Discussion in 'Ancient Coins' started by Ryro, Feb 9, 2020.

  1. Ryro

    Ryro You'll never be lovelier than you are now... Supporter

    King Croesus ruler of Lydia:

    (Croesus on the Pyre, Louvre)

    The man had money. His name is synonymous with wealth and riches.
    Almost 2,600 years later we're still saying it. He may have done more for the development of Coinage than any other single individual in history.

    It wasn't enough wealth to have his name used for the myth of King Midas. Though, certainly he fits the story better than anyone else in ancient history. And probably helped inspire the Midas myth.

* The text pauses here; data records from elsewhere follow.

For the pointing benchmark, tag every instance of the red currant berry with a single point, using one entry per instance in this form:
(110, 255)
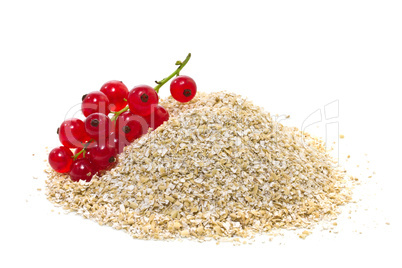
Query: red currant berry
(141, 99)
(103, 155)
(98, 126)
(61, 159)
(183, 88)
(157, 117)
(72, 133)
(95, 102)
(76, 151)
(116, 92)
(82, 169)
(131, 126)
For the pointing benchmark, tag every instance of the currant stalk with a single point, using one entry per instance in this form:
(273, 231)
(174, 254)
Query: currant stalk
(177, 73)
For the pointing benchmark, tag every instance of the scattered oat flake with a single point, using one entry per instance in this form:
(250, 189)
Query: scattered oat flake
(165, 186)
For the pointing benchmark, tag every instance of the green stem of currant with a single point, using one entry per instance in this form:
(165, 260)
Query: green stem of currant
(177, 72)
(82, 151)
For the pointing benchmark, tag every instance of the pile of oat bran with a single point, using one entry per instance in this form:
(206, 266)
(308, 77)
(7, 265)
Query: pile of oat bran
(220, 167)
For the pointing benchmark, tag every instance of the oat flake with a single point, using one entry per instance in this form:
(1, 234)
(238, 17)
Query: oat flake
(220, 167)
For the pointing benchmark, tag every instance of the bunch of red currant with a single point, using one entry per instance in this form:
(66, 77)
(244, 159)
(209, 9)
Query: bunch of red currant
(115, 117)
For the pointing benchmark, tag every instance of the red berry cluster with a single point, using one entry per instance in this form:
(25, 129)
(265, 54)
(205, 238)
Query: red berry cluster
(115, 117)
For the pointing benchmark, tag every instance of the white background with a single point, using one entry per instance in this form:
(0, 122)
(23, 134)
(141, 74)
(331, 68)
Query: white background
(291, 57)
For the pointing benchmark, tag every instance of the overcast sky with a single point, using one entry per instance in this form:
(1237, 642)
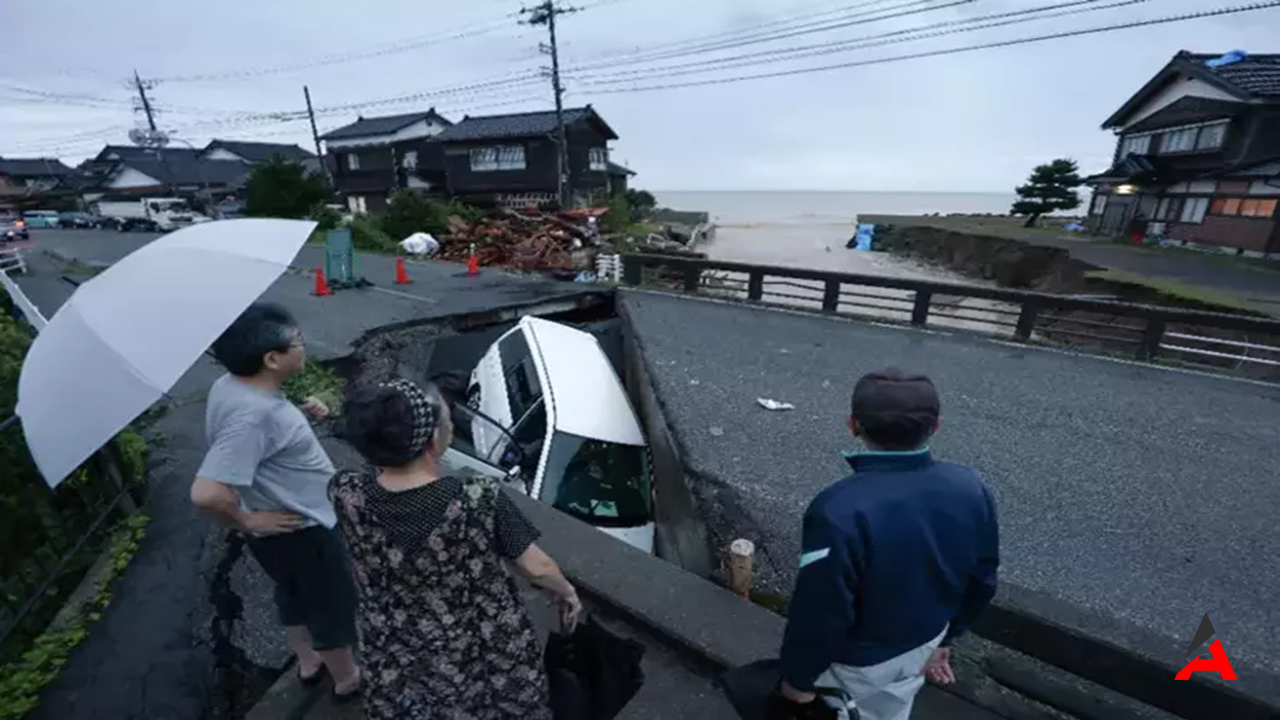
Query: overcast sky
(967, 122)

    There is a wonderful story of Croesus meeting an elderly Solon, told by Herodotus. Yep, that Solon whom reformed Athens by rewriting all is laws. After showing Solon his palace and wealth Croesus asks Solon who the happiest man he had met was. Obviously, expecting to hear his own names.
    Solon replied, "There was a man in Athens named Tellus who was able to live until his children had children and he was still able to fight and die in battle. It was a glorious death. All celebrated him."
    Croesus was inflamed. After a few other stories of individuals that Solon felt lived happy lives Solon let a more and more perturbed Croesus in on a secret. Solon explained that he couldn't judge Croesus as happy as long as he was still alive. The Greeks had a belief that luck wasn't a good thing. If someone was lucky surely something bad was going to happy to them to even it out. This ment that the Greeks viewed happiness differently then the Persians and though Croesus felt that he was happy, Solon believed he was going to take a fall. The tale is probably just that. And might never have happened. But it's great moral was obvious. Hubris gets you nothing. And karmas a B.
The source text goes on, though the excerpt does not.